Format: File name beginning from position 6 followed
by one space and one-letter chain identifier
SEQ Amino acid sequence
Format: 6-9 First residue PDB number
11-60 Sequence
62-65 Last residue PDB number
STR Secondary structure summary
Format: 11-60 Secondary structure assignment **)
LOC Location of secondary structure elements
Format: 6-17 Element name
19-21 First residue name
32-26 First residue PDB number
28-28 First residue chain identifier
36-38 Last residue name
42-45 Last residue PDB number
47-47 Last residue chain identifier
ASG Detailed secondary structure assignment
Format: 6-8 Residue name
10-10 Protein chain identifier
12-15 PDB residue number
17-20 Ordinal residue number
25-25 One letter secondary structure code **)
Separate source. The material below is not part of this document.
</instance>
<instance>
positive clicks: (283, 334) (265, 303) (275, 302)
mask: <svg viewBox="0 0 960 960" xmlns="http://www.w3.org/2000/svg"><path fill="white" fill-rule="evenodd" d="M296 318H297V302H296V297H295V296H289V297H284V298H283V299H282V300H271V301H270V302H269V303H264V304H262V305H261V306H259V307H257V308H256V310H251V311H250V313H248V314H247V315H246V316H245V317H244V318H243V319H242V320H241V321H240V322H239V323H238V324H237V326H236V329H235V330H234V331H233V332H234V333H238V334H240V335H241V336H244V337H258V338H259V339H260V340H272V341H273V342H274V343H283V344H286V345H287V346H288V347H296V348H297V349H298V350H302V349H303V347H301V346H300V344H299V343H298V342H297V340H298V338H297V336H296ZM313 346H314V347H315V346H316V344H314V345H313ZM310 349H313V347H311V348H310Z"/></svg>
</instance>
27-39 Full secondary structure name
43-49 Phi angle
53-59 Psi angle
65-69 Residue solvent accessible area
DNR Donor residue
Format: 6-8 Donor residue name
10-10 Protein chain identifier
12-15 PDB residue number
17-20 Ordinal residue number
26-28 Acceptor residue name
30-30 Protein chain identifier
32-35 PDB residue number
37-40 Ordinal residue number
42-45 N..0 distance
47-52 N..O=C angle
54-59 O..N-C angle
61-66 Angle between the planes of donor
complex and O..N-C
68-73 angle between the planes of acceptor
complex and N..O=C
ACC Acceptor residue
Format: 6-8 Acceptor residue name
10-10 Protein chain identifier
12-15 PDB residue number
17-20 Ordinal residue number
26-28 Donor residue name
30-30 Protein chain identifier
32-35 PDB residue number
37-40 Ordinal residue number
42-45 N..0 distance
47-52 N..O=C angle
54-59 O..N-C angle
61-66 Angle between the planes of donor
complex and O..N-C
68-73 angle between the planes of acceptor
complex and N..O=C
HDR, CMP, SCR and AUT records are directly copied from the PDB file,
if supplied by the authors. If only the secondary structure summary is
requested, only CHN, SEQ, STR and LOC records will be output.
Hydrogen bond information (records DNR and ACC) was made very
redundant to facilitate human reading and will not be reported by
default.
*) IMPORTANT NOTE: if the protein chain identifier is ' ' (space), it
will be substituted by '-' (dash) everywhere in the STRIDE output.
The same is true for command line parameters involving chain
identifiers where you have to specify '-' instead of ' '.
**) One-letter secondary structure code is nearly the same as used in
DSSP [2] (see Frishman and Argos [1] for details):
H Alpha helix
G 3-10 helix
I PI-helix
E Extended conformation
B or b Isolated bridge
T Turn
C Coil (none of the above)
For each record (data line) except those with codes REM and STR the
number of fields is consistent and is readily suitable for processing
with external tools, such as awk, perl, etc.
7. Bug reports and user feedback
Please send your suggestions, questions and bug reports to
FRISHMAN@EMBL-HEIDELBERG.DE. Send your contact address to get
information on updates and new features.
8. References
1. Frishman,D & Argos,P. (1995) Knowledge-based secondary structure
assignment. Proteins: structure, function and genetics, 23,
566-579.
2. Kabsch,W. & Sander,C. (1983) Dictionary of protein secondary
structure: pattern recognition of hydrogen-bonded and
geometrical features. Biopolymers, 22: 2577-2637.
3. Eisenhaber, F. and Argos, P. (1993) Improved strategy in
analytic surface calculation for molecular systems: handling of
singularities and computational efficiency. J. comput. Chem. 14,
1272-1280.
4. Eisenhaber, F., Lijnzaad, P., Argos, P., Sander, C., and Scharf,
M. (1995) The double cubic lattice method: efficient approaches
to numerical integration of surface area and volume and to dot
surface contouring of molecular assemblies. J. comput. Chem. 16,
273-284.
5. Bernstein, F.C., Koetzle, T.F., Williams, G.J., Meyer, E.F.,
Brice, M.D., Rodgers, J.R., Kennard, O., Shimanouchi, T., and
Tasumi, M. (1977) The protein data bank: a computer-based
archival file for macromolecular structures. J. Mol. Biol. 112,
535-542.
6. Kraulis, P.J. (1991) MOLSCRIPT: a program to produce both
detailed and schematic plots of protein structures. J. Appl.
Cryst. 24, 946-950.
7. Pearson, W.R. (1990) Rapid and sensitive sequence comparison
with FASTP and FASTA. Methods. Enzymol. 183, 63-98.